What you need to know before taking out a merchant cash advance
Merchant cash advances (MCAs) are easy to obtain, but many business owners regret looking before they leap. This blog post lays out the key points to consider before signing on the dotted line.
The enduring popularity of merchant cash advances (MCAs) is hardly surprising: they are one of the easiest and fastest sources of business cash. While 68% of small businesses were fully or partially approved for a bank loan, 91% qualified for an MCA, and that cash can arrive in as little as 24 hours.
But Brian Holden warns that while MCAs can seem like an easy way out of financial distress for businesses, they are seldom as “easy” as they seem. As Chairman and CEO of AR Funding, he has worked with many small businesses that signed up for an MCA only to find themselves in far worse financial shape as a result.
Interest rates of 695%
MCAs have been in the news lately because of the predatory and harmful behaviors of some lenders.
“We have seen an increase in businesses coming to us looking for a way to stabilize their business after taking out an MCA,” Holden said. “They needed quick cash, but the costs involved ended up being much higher than they expected.”

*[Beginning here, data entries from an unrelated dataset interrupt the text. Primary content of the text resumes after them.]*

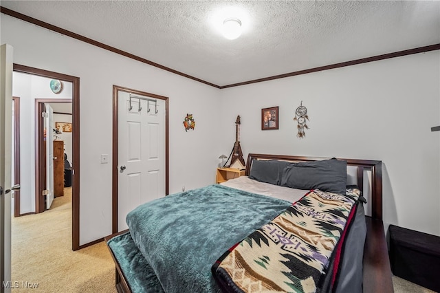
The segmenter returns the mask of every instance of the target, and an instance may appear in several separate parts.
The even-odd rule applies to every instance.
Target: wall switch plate
[[[103,153],[101,155],[101,164],[108,164],[109,163],[109,155],[107,153]]]

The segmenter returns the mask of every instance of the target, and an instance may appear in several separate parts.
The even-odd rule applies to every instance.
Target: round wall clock
[[[52,79],[50,80],[50,89],[54,94],[59,94],[63,90],[63,83],[58,79]]]

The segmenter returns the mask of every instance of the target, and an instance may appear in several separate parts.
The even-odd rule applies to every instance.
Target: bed
[[[341,182],[343,191],[339,191]],[[276,292],[299,287],[392,292],[382,196],[380,161],[250,154],[245,176],[168,195],[129,214],[130,230],[106,237],[116,266],[116,288],[124,292],[246,292],[251,290],[243,290],[243,284],[253,287],[248,281],[252,280],[263,286],[261,291],[270,291],[270,287]],[[342,201],[337,212],[322,204],[334,199]],[[318,212],[311,212],[309,220],[305,215],[310,214],[311,206]],[[341,212],[342,206],[346,210]],[[324,215],[327,212],[331,213]],[[316,227],[310,228],[318,225],[317,217],[321,221],[329,217],[332,224],[338,225],[323,232],[330,240],[316,236],[316,230],[311,230]],[[291,222],[305,226],[313,232],[311,238],[319,237],[325,244],[312,250],[297,240],[281,243],[294,239],[280,238],[287,235],[285,230],[277,230],[278,238],[271,240],[274,227]],[[320,231],[329,225],[322,223]],[[296,272],[287,274],[284,266],[273,264],[277,261],[290,268],[289,274]],[[242,268],[245,270],[238,274]],[[290,281],[286,282],[286,277]]]

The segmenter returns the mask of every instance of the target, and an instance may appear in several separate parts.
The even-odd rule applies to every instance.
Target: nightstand
[[[238,178],[245,175],[245,170],[240,170],[235,168],[217,168],[216,176],[216,183],[221,183],[230,179]]]

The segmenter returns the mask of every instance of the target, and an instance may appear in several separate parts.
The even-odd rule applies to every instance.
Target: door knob
[[[5,194],[8,194],[11,192],[11,191],[19,191],[20,190],[20,184],[15,184],[10,189],[6,189],[5,191]]]

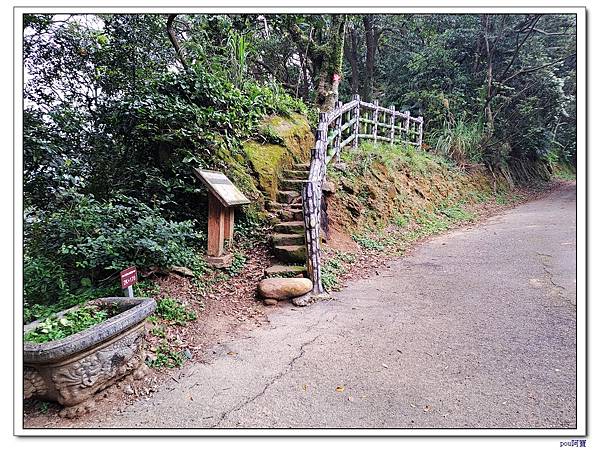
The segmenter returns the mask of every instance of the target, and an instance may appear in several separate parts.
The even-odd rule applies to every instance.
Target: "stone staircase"
[[[268,202],[274,215],[271,240],[277,263],[265,270],[266,277],[297,277],[306,273],[306,246],[302,215],[302,184],[308,178],[308,163],[294,164],[279,182],[277,201]]]

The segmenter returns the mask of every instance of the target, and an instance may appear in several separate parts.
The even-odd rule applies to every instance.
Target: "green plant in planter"
[[[175,325],[185,325],[196,320],[196,313],[186,309],[174,298],[163,298],[156,302],[156,315]]]
[[[37,344],[64,339],[104,322],[118,313],[118,308],[103,308],[97,305],[82,306],[62,317],[56,315],[48,317],[35,329],[25,333],[24,339]]]

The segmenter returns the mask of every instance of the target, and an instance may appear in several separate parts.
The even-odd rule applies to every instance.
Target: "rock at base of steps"
[[[282,191],[302,192],[302,187],[306,180],[283,179],[279,181],[279,187]]]
[[[305,262],[305,245],[275,245],[273,253],[282,262]]]
[[[279,278],[294,278],[303,277],[306,275],[305,266],[286,266],[283,264],[276,264],[265,269],[265,277],[279,277]]]
[[[286,222],[291,222],[294,220],[302,220],[304,215],[302,214],[301,209],[281,209],[277,212],[277,217]]]
[[[302,195],[298,191],[277,191],[277,202],[288,205],[302,203]]]
[[[279,234],[304,235],[304,222],[301,220],[295,220],[292,222],[281,222],[273,227],[273,231]]]
[[[258,294],[262,298],[288,300],[310,292],[312,281],[308,278],[265,278],[258,283]]]
[[[283,171],[283,176],[291,180],[308,180],[308,170],[289,170]]]
[[[292,299],[292,304],[294,306],[308,306],[311,303],[314,303],[319,300],[331,300],[333,297],[327,293],[323,294],[313,294],[309,292],[304,295],[300,295],[299,297],[294,297]]]
[[[275,233],[271,239],[273,245],[304,245],[304,234]]]

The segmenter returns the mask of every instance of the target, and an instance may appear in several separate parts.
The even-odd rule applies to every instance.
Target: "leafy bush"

One of the most recent cases to cross Holden’s desk was an IT services company that had taken out MCAs with three financing companies. The annual interest rates varied from 39% to 225% to an astonishing 695%, and the accumulated interest and fees on an advance of $854,500.00 totaled $270,000.00.
The company finally reached out to AR Funding looking for a way to pay off the MCAs and recover from this financial hit, and is now on track to clear its debt this year. But the impact of these costly MCAs came close to bankrupting the company.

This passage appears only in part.